Brewer's magic rolled over Harry in waves, and again he was struck by the familiarity of the feeling. It roused him far more effectively than the tea.

"You seem familiar to me, Brewer," said Harry, eyes fixed firmly on his plate. From the corner of his eye he saw a vein pulse in Brewer's forehead.

"Is that so?"

Brewer didn't say anything about Harry. He was either at a loss, or just as cagey as Harry, himself. Harry expected the latter. Despite his resolve the evening before to let sleeping dogs lie, he found he wanted an easy challenge that his job didn't depend on.

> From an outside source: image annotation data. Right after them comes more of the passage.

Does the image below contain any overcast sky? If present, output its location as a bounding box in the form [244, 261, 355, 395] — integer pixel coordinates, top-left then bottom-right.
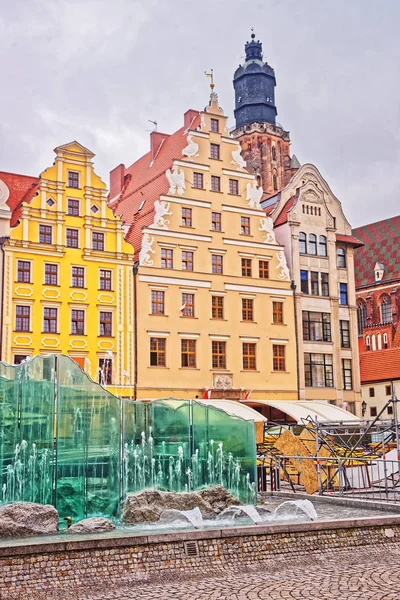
[0, 0, 400, 226]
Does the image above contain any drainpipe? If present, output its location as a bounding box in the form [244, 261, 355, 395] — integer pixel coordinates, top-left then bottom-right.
[133, 260, 139, 401]
[290, 279, 300, 400]
[0, 237, 10, 360]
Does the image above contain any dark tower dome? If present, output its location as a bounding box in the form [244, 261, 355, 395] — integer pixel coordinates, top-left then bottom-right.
[233, 33, 277, 128]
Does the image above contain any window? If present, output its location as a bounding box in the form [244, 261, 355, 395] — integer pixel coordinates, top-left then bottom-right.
[272, 302, 283, 325]
[242, 258, 251, 277]
[240, 217, 250, 235]
[272, 344, 286, 371]
[67, 199, 79, 217]
[66, 227, 79, 248]
[151, 290, 165, 315]
[44, 263, 58, 285]
[303, 310, 332, 342]
[311, 271, 319, 296]
[300, 271, 309, 294]
[337, 248, 346, 269]
[381, 294, 393, 323]
[211, 254, 223, 275]
[43, 306, 57, 333]
[99, 358, 112, 385]
[15, 306, 31, 331]
[299, 231, 307, 254]
[243, 342, 256, 371]
[229, 179, 239, 196]
[342, 358, 353, 390]
[339, 321, 350, 348]
[181, 293, 194, 317]
[242, 298, 254, 321]
[150, 338, 167, 367]
[71, 310, 85, 335]
[210, 119, 219, 133]
[68, 171, 79, 188]
[211, 175, 221, 192]
[357, 300, 367, 335]
[210, 144, 219, 160]
[17, 260, 31, 283]
[258, 260, 269, 279]
[211, 296, 224, 319]
[72, 267, 85, 287]
[318, 235, 328, 256]
[181, 207, 192, 227]
[39, 225, 53, 244]
[181, 340, 196, 369]
[304, 352, 333, 387]
[99, 311, 112, 337]
[99, 269, 112, 291]
[339, 283, 348, 304]
[321, 273, 329, 296]
[92, 231, 104, 250]
[308, 233, 317, 255]
[211, 341, 226, 369]
[193, 173, 204, 190]
[211, 213, 221, 231]
[182, 250, 193, 271]
[161, 248, 174, 269]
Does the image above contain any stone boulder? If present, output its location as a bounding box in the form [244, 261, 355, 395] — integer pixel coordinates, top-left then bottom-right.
[0, 502, 58, 538]
[65, 517, 115, 533]
[121, 485, 240, 525]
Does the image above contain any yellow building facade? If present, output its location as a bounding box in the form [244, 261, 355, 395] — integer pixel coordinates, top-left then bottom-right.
[1, 142, 133, 396]
[110, 93, 298, 400]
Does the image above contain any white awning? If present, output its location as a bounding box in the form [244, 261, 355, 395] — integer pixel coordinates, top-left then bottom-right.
[250, 399, 359, 424]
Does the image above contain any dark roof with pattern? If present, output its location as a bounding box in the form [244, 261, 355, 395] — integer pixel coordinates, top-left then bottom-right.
[353, 216, 400, 288]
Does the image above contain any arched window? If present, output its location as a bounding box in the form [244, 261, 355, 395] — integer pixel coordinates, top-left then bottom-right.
[318, 235, 327, 256]
[337, 248, 346, 269]
[357, 300, 368, 337]
[299, 231, 307, 254]
[381, 294, 393, 323]
[308, 233, 317, 254]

Well. If he was going to find out more, he'd have to spend some time with the man. "So -- I was thinking of taking the ferry to Pico this afternoon and doing some hiking. Would you be interested in coming along?"

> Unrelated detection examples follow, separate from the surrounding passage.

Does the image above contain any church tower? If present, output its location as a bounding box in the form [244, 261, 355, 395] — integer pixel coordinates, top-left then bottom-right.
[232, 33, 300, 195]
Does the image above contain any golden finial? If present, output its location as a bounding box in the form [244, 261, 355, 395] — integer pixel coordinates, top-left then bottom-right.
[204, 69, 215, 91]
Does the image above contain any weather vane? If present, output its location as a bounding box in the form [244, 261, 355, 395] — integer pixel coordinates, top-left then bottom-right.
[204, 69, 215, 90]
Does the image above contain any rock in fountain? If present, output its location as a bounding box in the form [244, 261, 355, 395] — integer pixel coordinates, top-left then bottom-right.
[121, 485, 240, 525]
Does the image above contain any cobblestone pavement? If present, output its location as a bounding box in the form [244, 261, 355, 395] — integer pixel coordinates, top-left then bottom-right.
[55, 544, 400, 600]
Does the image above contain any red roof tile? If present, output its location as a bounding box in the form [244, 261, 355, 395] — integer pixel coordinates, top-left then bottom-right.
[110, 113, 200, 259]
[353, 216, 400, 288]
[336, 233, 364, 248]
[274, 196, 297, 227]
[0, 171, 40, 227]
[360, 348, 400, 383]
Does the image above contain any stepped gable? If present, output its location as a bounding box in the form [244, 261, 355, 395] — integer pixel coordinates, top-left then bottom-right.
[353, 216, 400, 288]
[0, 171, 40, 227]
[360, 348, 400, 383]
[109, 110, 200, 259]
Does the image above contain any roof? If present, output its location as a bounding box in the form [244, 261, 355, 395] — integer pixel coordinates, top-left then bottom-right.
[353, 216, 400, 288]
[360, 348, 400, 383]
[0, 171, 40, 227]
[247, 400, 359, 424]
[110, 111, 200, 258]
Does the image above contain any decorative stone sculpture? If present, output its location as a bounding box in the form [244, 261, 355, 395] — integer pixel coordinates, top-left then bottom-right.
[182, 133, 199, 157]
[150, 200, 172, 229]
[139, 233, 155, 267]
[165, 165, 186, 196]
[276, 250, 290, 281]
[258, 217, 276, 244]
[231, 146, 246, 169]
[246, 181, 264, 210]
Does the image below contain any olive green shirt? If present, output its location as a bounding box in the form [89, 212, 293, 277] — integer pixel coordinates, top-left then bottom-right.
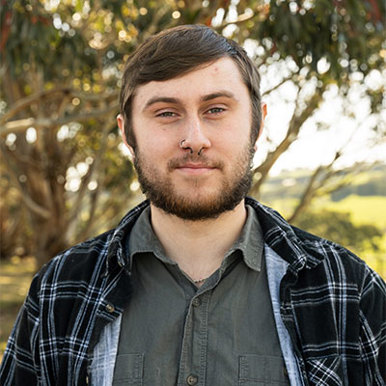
[113, 206, 289, 386]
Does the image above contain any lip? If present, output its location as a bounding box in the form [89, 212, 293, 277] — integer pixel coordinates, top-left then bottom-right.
[176, 163, 216, 175]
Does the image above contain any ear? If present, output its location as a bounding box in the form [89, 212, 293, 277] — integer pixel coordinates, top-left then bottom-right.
[117, 114, 135, 161]
[253, 102, 267, 151]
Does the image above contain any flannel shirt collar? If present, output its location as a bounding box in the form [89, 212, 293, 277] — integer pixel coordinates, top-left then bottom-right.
[105, 197, 326, 276]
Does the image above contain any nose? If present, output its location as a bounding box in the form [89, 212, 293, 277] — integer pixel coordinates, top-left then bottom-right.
[180, 118, 211, 155]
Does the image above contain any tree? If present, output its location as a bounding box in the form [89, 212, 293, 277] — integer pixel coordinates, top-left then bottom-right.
[0, 0, 384, 265]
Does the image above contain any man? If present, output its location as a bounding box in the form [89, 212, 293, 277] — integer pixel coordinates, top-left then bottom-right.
[1, 26, 386, 386]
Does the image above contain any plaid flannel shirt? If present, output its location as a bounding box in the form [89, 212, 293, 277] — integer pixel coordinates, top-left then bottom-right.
[0, 198, 386, 386]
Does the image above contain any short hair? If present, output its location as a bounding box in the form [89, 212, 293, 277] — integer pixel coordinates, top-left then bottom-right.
[120, 24, 261, 148]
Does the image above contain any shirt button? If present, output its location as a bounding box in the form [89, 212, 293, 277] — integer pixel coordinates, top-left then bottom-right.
[186, 375, 198, 386]
[192, 298, 201, 307]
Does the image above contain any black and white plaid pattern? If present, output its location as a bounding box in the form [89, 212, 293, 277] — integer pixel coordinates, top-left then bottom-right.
[0, 198, 386, 386]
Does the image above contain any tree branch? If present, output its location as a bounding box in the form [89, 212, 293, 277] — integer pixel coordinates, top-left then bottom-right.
[0, 103, 119, 137]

"I -- very well. There are samples I should like to collect that were not blooming when I was last there."

How was it that travel over water made him feel so cleaned out and fresh? The wind on the water seemed to blow right through him and sweep away the cobwebs, leaving nothing but fresh air and an abundance of energy behind. By the time the cart had taken them up to the base of the hiking trail, Harry felt ready to climb the Matterhorn.

"I envy you your long season here," he said, when they started on their way.

"This is my field season. I am away seven months of the year, in any event."

"Have you been here before, then?" asked Harry, hitching his day pack a little higher.

"Yes -- twice."

"You must enjoy it here."

"It's peaceful." Harry turned to Brewer, but he wasn't looking.

"You sound as though you haven't had much of that in your life. Peacefulness, I mean."

Brewer paused for a long moment. "I haven't."

::----------------------------------------------::

"Enough! I'm exhausted," said Harry. He and Snape had been working on ward reduction for a solid day, and it was far more draining than he remembered it ever being in Defense.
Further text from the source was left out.